21.2.2.4 UDF Return Values and Error Handling

The initialization function should return 0 if no error occurred and 1 otherwise. If an error occurs, xxx_init() should store a null-terminated error message in the message parameter. The message is returned to the client. The message buffer is MYSQL_ERRMSG_SIZE characters long, but you should try to keep the message to less than 80 characters so that it fits the width of a standard terminal screen.

The return value of the main function xxx() is the function value, for long long and double functions. A string function should return a pointer to the result and set *length to the length (in bytes) of the return value. For example:

memcpy(result, "result string", 13);
*length = 13;

MySQL passes a buffer to the xxx() function using the result parameter. This buffer is sufficiently long to hold 255 characters, which can be multi-byte characters. The xxx() function can store the result in this buffer if it fits, in which case the return value should be a pointer to the buffer. If the function stores the result in a different buffer, it should return a pointer to that buffer.

If your string function does not use the supplied buffer (for example, if it needs to return a string longer than 255 characters), you must allocate the space for your own buffer with malloc() in your xxx_init() function or your xxx() function and free it in your xxx_deinit() function. You can store the allocated memory in the ptr slot in the UDF_INIT structure for reuse by future xxx() calls.
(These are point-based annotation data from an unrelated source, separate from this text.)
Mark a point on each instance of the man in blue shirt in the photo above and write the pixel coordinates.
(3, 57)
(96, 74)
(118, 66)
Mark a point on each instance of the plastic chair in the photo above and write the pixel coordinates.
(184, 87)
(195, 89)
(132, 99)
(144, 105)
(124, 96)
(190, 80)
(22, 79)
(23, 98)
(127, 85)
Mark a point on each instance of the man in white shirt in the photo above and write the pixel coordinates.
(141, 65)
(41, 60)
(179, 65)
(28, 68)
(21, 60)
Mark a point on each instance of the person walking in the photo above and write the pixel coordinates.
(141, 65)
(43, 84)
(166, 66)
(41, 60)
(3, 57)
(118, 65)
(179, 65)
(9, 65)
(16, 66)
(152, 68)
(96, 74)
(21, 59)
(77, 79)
See Section 21.2.2.1, “UDF Calling Sequences for Simple Functions”.

To indicate a return value of NULL in the main function, set *is_null to 1:

*is_null = 1;

To indicate an error return in the main function, set *error to 1:

*error = 1;

If xxx() sets *error to 1 for any row, the function value is NULL for the current row and for any subsequent rows processed by the statement in which XXX() was invoked. (xxx() is not even called for subsequent rows.)